The lowest three bits in the low order nibble is the transmitter ID, set via dipswitches inside the unit. Bit 3 in the low order nibble of Byte 0 indicates if the transmitter battery is low. The bit is set to zero if the battery is OK, but is apparently only set if the transmitter needs to run off the battery and not the solar-charged supercap

The rates they show up at are (one packet every 2.5 s):

40 (UV index) shows either every 47.5 or 50 seconds  (every 20 cycles)
50 (Rain Rate) shows every 20 seconds (every 8 cycles)
60 (Solar Radiation) shows every 50 seconds (every 20cycles)
80 (Temperature) shows every 10 seconds (every 4 cycles)
90 (Wind Gust) shows either 45, 47.5, or 50 seconds
a0 (Humidity) shows alternately every 40 seconds and 10 seconds (every 20 cycles)
e0 (Rain) shows every 20 seconds (every 8 cycles)

Byte 1: Wind speed in mph. Wind speed is updated every transmission. Byte 2: Wind direction from 1 to 360 degrees. Wind direction is updated every transmission. The wind reading is contained in a single byte that limits the maximum value to 255. Davis says that 0 indicates it can't get a reading.

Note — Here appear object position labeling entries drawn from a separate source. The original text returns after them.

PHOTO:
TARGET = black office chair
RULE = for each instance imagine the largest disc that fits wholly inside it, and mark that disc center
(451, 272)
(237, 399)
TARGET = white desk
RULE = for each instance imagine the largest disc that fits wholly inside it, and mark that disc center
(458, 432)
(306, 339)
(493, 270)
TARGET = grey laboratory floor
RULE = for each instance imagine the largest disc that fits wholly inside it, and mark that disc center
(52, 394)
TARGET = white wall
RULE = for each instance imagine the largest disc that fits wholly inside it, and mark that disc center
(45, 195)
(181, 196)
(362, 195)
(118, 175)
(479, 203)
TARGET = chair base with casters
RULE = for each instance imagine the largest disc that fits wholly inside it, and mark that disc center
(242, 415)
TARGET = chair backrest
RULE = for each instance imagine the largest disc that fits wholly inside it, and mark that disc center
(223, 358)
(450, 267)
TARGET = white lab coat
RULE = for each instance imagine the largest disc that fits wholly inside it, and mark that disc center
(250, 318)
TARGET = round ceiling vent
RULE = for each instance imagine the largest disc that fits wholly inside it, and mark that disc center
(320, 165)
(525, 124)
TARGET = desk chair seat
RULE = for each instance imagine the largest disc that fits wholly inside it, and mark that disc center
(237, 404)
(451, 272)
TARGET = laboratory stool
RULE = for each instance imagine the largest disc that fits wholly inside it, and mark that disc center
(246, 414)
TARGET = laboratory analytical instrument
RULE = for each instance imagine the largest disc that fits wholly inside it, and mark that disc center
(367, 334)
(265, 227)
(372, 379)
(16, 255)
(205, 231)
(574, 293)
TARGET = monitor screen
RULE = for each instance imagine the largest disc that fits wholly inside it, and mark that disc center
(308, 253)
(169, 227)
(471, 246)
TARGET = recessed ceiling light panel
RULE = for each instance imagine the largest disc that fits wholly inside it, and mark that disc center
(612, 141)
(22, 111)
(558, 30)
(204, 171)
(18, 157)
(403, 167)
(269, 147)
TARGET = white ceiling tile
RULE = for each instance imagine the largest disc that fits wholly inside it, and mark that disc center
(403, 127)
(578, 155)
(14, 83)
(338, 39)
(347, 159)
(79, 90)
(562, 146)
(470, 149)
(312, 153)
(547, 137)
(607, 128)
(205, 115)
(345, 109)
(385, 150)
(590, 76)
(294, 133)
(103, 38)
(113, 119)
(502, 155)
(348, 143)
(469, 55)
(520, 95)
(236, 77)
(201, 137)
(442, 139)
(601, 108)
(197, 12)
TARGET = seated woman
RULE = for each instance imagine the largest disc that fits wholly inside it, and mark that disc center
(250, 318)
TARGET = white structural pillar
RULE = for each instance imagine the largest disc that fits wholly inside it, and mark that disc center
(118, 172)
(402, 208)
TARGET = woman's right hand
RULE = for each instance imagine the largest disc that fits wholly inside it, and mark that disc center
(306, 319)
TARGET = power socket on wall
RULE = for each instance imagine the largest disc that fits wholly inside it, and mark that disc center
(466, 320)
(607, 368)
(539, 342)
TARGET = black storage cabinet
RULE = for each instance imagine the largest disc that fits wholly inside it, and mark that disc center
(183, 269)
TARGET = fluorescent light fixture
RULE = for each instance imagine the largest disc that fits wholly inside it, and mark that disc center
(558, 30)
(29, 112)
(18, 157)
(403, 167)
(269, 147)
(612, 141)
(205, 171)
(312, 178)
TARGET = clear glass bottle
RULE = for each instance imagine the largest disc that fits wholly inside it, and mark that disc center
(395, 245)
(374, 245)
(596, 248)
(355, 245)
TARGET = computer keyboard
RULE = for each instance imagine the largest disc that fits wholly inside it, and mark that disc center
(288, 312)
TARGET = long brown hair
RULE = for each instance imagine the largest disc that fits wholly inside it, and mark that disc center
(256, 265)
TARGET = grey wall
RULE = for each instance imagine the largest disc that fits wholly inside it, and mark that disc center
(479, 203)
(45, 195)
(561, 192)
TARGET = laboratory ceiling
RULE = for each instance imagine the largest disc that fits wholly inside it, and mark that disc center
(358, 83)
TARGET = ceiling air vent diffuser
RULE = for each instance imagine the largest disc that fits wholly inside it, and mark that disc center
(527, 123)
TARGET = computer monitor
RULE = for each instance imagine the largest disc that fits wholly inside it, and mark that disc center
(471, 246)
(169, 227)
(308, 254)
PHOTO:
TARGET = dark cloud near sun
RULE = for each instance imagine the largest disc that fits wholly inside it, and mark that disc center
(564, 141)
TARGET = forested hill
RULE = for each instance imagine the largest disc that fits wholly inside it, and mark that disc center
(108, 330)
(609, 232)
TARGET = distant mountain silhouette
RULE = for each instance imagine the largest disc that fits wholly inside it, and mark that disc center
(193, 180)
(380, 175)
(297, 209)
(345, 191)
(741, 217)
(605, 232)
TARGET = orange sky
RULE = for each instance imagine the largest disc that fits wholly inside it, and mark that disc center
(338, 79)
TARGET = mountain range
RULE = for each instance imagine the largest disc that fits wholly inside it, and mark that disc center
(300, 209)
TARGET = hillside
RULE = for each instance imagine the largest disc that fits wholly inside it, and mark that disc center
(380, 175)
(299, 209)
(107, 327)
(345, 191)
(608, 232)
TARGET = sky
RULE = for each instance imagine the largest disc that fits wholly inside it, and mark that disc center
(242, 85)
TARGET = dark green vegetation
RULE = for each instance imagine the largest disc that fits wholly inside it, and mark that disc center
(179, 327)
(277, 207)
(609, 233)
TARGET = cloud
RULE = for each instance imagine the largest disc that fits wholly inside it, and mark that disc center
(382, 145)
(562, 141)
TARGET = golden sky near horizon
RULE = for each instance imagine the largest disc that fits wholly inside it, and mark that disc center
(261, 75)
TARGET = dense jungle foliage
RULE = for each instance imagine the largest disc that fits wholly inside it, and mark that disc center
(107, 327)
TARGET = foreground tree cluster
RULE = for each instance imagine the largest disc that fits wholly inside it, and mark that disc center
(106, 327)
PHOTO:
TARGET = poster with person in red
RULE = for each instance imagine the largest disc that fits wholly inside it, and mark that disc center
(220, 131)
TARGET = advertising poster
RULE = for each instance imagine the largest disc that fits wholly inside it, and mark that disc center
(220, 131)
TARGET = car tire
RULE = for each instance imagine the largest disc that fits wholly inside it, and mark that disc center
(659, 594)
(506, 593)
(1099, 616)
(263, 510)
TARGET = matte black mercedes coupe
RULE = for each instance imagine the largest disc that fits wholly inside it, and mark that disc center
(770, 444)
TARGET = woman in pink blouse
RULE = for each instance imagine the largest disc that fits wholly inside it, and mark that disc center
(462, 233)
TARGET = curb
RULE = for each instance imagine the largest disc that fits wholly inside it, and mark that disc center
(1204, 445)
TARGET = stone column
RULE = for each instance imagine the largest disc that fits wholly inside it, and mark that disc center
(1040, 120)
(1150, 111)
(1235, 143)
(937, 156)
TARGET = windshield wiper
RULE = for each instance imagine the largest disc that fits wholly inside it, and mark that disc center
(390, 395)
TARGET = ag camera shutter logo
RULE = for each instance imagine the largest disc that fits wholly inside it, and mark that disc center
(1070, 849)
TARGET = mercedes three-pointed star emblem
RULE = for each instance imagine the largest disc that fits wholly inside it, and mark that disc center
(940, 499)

Reference: http://www.wxforum.net/index.php?topic=10531.msg101523#msg101523

Bytes 3-5 will carry other data according to the header in Byte 0

Byte 6: High byte of the 16 bit CRC (0xB1 in our example above) Byte 7: Low byte of the 16 bit CRC (0x9E in our example above)

Davis ISS Frequencies In this order (USA) 911,413,818 902,381,897 911,915,161 922,953,186 914,926,575 906,395,874 925,964,600 918,438,354 908,904,663 920,445,374 913,420,410 903,888,062 916,933,533 924,458,923 910,409,912 904,890,625 915,929,138 921,448,364 907,399,414 926,967,651 912,919,067 903,385,376 917,434,387 923,456,299 909,406,860 926,466,370 905,894,592 914,424,316 919,441,406 924,960,205 902,884,521 910,912,109 921,949,707 915,427,856 906,898,071 917,935,669 927,469,849 920,947,083 908,402,893 912,417,358 918,940,125 904,389,343 923,957,153 916,431,824 909,909,058 919,943,604 905,391,968 922,451,904 907,901,123 913,922,607 925,462,402

Problems Duplicate or another record in less than 2.5 seconds. Bad data for wind and rain.